Złoty się broni, frank pozostaje drogi

Przemysłąw Kwiecień
opublikowano: 2011-06-27 00:00

Piątek mógł przynieść odreagowanie. Premier Chin stwierdził, że jego kraj wygrywa wojnę z inflacją. Nastroje uległy załamaniu, bo Moody’s zapowiedział, iż może obniżyć ratingi dla trzynastu włoskich banków. Notowania włoskich banków zawieszono, na rynkach akcji mieliśmy wyprzedaż, zaś euro zaprzepaściło szansę na odreagowanie wobec dolara i franka. Na pomyślne zakończenie tygodnia nie pozwoliła także spółka Oracle, która poinformowała o spadku sprzedaży, ciągnąc w dół sektor technologiczny.

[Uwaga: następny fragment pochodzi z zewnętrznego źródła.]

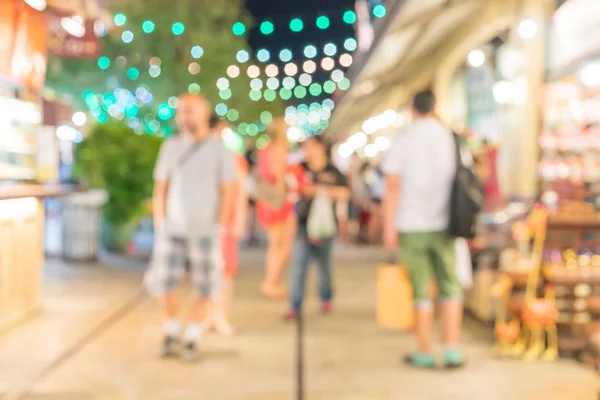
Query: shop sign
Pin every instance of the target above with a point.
(576, 31)
(64, 44)
(7, 28)
(29, 57)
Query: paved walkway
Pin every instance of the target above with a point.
(97, 338)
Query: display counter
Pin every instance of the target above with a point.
(21, 248)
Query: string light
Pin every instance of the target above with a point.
(291, 69)
(222, 84)
(350, 44)
(285, 55)
(346, 60)
(238, 29)
(263, 55)
(296, 25)
(327, 63)
(267, 27)
(273, 83)
(309, 67)
(323, 22)
(148, 26)
(349, 17)
(272, 70)
(330, 49)
(178, 28)
(270, 95)
(194, 88)
(242, 56)
(310, 51)
(127, 37)
(253, 71)
(104, 62)
(305, 79)
(194, 68)
(120, 19)
(197, 52)
(289, 82)
(256, 84)
(233, 71)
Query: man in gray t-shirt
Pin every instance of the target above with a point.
(193, 194)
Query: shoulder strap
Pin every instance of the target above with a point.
(186, 156)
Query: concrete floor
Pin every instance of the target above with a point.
(97, 339)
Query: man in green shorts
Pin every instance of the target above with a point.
(420, 168)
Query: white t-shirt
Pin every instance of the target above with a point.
(424, 156)
(195, 187)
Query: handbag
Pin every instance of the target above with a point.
(466, 199)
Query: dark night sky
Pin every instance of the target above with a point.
(280, 12)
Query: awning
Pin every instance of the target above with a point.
(416, 37)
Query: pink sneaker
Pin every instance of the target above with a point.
(290, 315)
(326, 307)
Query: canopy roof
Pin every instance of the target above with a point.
(410, 44)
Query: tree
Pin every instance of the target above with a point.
(158, 46)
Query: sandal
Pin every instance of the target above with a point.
(420, 361)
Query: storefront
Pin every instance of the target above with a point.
(535, 92)
(28, 158)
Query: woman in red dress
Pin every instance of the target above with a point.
(278, 222)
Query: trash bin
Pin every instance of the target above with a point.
(82, 221)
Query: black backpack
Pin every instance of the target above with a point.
(466, 199)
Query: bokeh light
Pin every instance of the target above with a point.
(300, 92)
(267, 27)
(127, 37)
(104, 62)
(272, 70)
(327, 63)
(233, 71)
(256, 84)
(120, 19)
(296, 25)
(310, 51)
(305, 79)
(273, 83)
(330, 49)
(222, 84)
(289, 82)
(242, 56)
(291, 69)
(133, 74)
(255, 95)
(270, 95)
(346, 60)
(350, 44)
(309, 66)
(238, 29)
(263, 55)
(194, 68)
(349, 17)
(322, 22)
(329, 87)
(285, 93)
(285, 55)
(148, 26)
(197, 51)
(253, 71)
(178, 28)
(315, 89)
(194, 88)
(379, 11)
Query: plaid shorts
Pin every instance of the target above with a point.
(173, 253)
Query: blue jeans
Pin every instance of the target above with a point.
(304, 253)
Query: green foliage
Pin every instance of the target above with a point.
(114, 158)
(208, 23)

W tej sytuacji obrona kursu 4 na EUR/PLN drugi dzień z rzędu powinna zostać uznana za siłę złotego. Drogi pozostaje frank, jednak to efekt rekordowo niskich notowań euro wobec szwajcarskiej waluty. Jeśli chodzi o złotego, dane z Niemiec (nieoczekiwany wzrost Ifo) należy uznać za dobrą monetę — sugerują, że niekorzystny wpływ globalnego spowolnienia może być dla Polski łagodny.

W tym tygodniu kluczowe będzie głosowanie pakietu oszczędności w greckim parlamencie. Jeśli Grecy przegłosują oszczędności, pojawi się szansa na umocnienie złotego. Niepowodzenie w głosowaniu byłoby katastrofą.